New York, Oct 17: International Business Machines Corp on Tuesday posted disappointing third-quarter sales and a scaled-back outlook for the world's largest computer maker, making it the latest big-gun technology stock to unsettle investors.Anaemic sales growth of 3 per cent to $21.8 billion, which missed analysts' forecasts for sales of $22.4 billion, overshadowed an 18 per cent profit growth that met expectations.
"While the rate of growth for revenue continued to improve in the third quarter - it was not at a pace that we wanted," IBM chief financial officer John Joyce said in a conference call.
In after-hours trading, IBM shares fell $13, or 12 per cent to $100 after its regular session close, according to Island ECN. If that share price fall continues into regular trade on Wednesday, it would single-handedly knock 77 points off the Dow Jones Industrial Average.
"Revenues aren't where they need to be. On the outside itlooks like they have some explaining to do," JP Morgan analyst Daniel Kunstler said.
The Armonk, NY-based company reported third-quarter net income of $2.0 billion, or $1.08 per share, compared with net income of $1.70 billion, or 90 cents per share, a year ago, excluding one-time gains. The current-year results met the analysts' consensus estimate of $1.08 per share, as compiled by research firm First Call/Thomson Financial.

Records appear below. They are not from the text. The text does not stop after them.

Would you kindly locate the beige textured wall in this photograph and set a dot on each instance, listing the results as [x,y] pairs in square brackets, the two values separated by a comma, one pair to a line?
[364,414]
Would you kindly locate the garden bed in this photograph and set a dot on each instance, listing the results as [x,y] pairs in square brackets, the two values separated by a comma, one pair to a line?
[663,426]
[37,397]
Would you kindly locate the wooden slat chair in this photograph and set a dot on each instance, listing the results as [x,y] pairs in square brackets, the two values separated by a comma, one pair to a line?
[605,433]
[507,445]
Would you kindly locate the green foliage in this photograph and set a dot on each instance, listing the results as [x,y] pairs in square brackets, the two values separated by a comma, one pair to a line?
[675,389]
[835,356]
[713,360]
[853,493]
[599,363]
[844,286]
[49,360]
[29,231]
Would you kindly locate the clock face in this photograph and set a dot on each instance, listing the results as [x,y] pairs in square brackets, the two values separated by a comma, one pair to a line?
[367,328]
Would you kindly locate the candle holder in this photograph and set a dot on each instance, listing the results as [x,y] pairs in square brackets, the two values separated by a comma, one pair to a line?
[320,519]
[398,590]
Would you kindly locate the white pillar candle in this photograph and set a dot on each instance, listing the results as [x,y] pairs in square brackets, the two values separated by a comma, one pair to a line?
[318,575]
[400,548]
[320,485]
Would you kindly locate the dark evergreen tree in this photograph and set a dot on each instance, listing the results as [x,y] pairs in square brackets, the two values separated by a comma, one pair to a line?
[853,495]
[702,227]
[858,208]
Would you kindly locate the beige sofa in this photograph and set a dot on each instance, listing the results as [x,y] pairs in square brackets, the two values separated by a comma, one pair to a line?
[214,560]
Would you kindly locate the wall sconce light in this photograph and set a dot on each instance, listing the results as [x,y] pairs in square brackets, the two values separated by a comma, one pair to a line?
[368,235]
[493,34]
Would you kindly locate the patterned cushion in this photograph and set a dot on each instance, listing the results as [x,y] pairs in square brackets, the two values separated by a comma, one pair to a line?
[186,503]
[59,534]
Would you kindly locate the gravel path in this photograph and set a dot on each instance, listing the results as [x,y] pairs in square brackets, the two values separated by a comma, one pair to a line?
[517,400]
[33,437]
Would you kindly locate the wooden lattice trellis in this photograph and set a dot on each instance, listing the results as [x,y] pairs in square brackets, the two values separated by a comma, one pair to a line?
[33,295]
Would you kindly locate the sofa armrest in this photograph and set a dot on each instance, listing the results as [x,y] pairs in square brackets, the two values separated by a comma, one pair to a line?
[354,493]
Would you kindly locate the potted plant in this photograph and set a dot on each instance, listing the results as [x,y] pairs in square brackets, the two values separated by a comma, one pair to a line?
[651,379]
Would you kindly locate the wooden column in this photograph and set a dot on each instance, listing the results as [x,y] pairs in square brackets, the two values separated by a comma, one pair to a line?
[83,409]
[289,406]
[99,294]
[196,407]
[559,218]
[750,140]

Mr Joyce declined to specify what kind of sales growth IBM could see in the fourth quarter, only saying that sales would be stronger than in the third quarter. This was a step back from earlier guidance of at least 10 per cent revenue growth, analysts said.

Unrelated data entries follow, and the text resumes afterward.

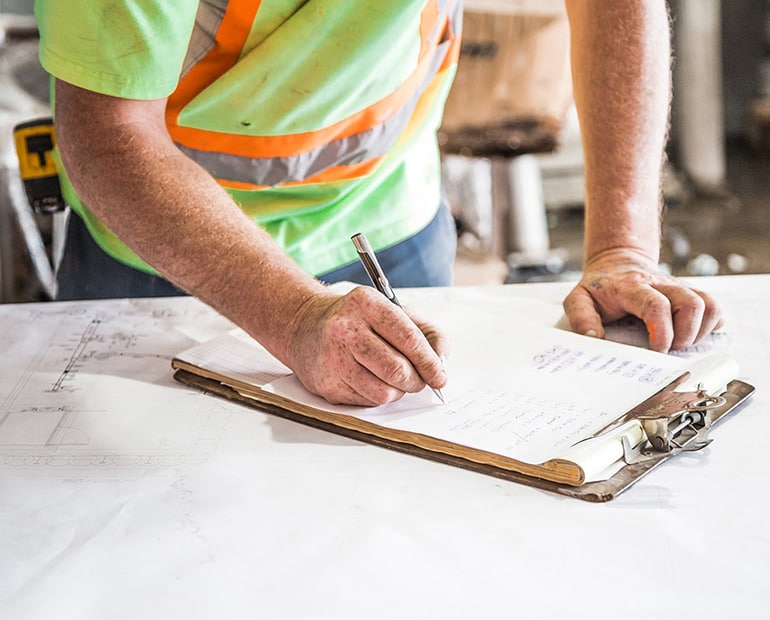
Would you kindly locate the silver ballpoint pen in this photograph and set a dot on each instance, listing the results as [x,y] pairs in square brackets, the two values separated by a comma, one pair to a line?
[377,276]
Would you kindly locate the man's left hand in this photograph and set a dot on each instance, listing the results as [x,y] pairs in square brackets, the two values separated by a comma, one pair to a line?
[620,282]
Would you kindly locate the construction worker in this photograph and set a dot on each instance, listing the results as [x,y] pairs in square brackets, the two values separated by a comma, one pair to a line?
[229,149]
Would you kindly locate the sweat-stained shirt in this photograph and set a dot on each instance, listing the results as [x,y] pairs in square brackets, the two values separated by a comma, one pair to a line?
[317,116]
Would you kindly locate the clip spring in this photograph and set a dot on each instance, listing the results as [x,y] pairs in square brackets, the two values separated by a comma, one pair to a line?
[685,430]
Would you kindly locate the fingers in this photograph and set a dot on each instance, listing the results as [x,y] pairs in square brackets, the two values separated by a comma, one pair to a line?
[675,314]
[362,349]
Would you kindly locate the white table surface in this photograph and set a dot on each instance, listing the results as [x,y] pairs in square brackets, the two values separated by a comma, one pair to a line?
[124,494]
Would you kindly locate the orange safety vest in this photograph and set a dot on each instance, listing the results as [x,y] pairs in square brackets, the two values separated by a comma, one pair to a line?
[348,149]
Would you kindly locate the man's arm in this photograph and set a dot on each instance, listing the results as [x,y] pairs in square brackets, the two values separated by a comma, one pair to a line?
[357,349]
[621,76]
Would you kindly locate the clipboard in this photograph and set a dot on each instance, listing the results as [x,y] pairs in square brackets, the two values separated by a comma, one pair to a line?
[678,418]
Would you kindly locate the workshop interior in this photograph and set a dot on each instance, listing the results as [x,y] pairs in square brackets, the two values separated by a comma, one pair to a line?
[512,162]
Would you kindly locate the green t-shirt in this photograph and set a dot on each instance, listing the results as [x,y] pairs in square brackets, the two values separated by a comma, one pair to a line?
[303,66]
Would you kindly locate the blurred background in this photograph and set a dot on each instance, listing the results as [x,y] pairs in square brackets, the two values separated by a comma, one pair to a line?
[511,146]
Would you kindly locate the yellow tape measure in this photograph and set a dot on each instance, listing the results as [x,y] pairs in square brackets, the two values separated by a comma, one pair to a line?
[35,141]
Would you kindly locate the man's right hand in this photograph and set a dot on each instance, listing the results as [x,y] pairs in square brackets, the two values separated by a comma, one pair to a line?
[361,349]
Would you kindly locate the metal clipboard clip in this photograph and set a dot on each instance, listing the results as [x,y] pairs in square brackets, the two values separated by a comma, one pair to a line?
[678,417]
[685,430]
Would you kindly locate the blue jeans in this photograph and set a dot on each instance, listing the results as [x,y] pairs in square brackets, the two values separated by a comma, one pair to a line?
[87,272]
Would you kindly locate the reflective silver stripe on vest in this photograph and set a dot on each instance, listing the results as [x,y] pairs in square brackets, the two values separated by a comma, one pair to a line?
[207,21]
[367,145]
[354,149]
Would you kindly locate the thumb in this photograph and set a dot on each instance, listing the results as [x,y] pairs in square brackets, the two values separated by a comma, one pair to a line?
[582,314]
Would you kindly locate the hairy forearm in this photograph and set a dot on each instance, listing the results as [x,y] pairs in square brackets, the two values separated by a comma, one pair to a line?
[621,75]
[176,217]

"Clearly there was a more cautious tone," said Sanford C Bernstein analyst Toni Sacconaghi. "They didn't come out with full confidence for the fourth quarter."
A weak euro hurt sales growth by reducing the total amount of revenues, when converted back into dollars, IBM said. Without the currency effect, sales would have risen 6 per cent. In the third quarter of 1999, IBM reported sales of $21.14 billion.
Mr Joyce said the effect from Europe's unified currency could be even greater in the fourth quarter.
"The impact in the fourth quarter may well be larger - not only due to the possible larger year-to-year drop in the euro - but also due to its rapid rate of decline that did not provide opportunities to hedge at rates that would have totally offset currency loss," Mr Joyce said.
Big Blue, which reported at least one bright spot in bringing its personal computer business back to profitability, said in a statement that third quarter sales were held back by three factors.
"Demand for our microelectronics products ... far out stripped our ability to supply components," IBM chairman and chief executive Louis Gerstner said in a statement. "Second, the upcoming release of our new high-end server slowed demand for our System 390 family of servers."
"Finally, parts of our software business slowed unexpectedly in September," he added.
Orders for the mainframes slowed more than expected ahead of the introduction of its seventh generation of its flagship 390 mainframe computer system, which it announced October 3 and which Joyce said IBM was "on track" to ship in mid-December.
"In the later stages of September, new orders in the pipeline started to slow, and some existing orders were even deferred," Mr Joyce said of demand for its mainframe computers.
Software revenues fell 3 per cent to $2.9 billion. Hardware sales were up 4 per cent to $9.5 billion, while Global Services revenues were also up 4 per cent, to $8.2 billion.
"Our software sales teams did not execute and did not close the business in the pipeline at the end of the quarter. Also, growth in our Tivoli Systems Management software was particularly disappointing," the IBM CFO said.
On a regional basis, IBM said revenues from Europe were down 3 per cent to $5.6 billion, while those from the Americas were up 1 per cent to $9.7 billion.
The company's gross profit margin was 35.8 per cent, flat compared with a year earlier.
IBM's financial report had been anxiously awaited by investors who in recent weeks have been battered by earnings warnings from top technology players. Analysts said that strong results from IBM could restore faith in a weary market.
Shares of IBM, which reported after the close of trade, closed up $1-7/8 at $113 in regular trading on the New York Stock Exchange on Tuesday.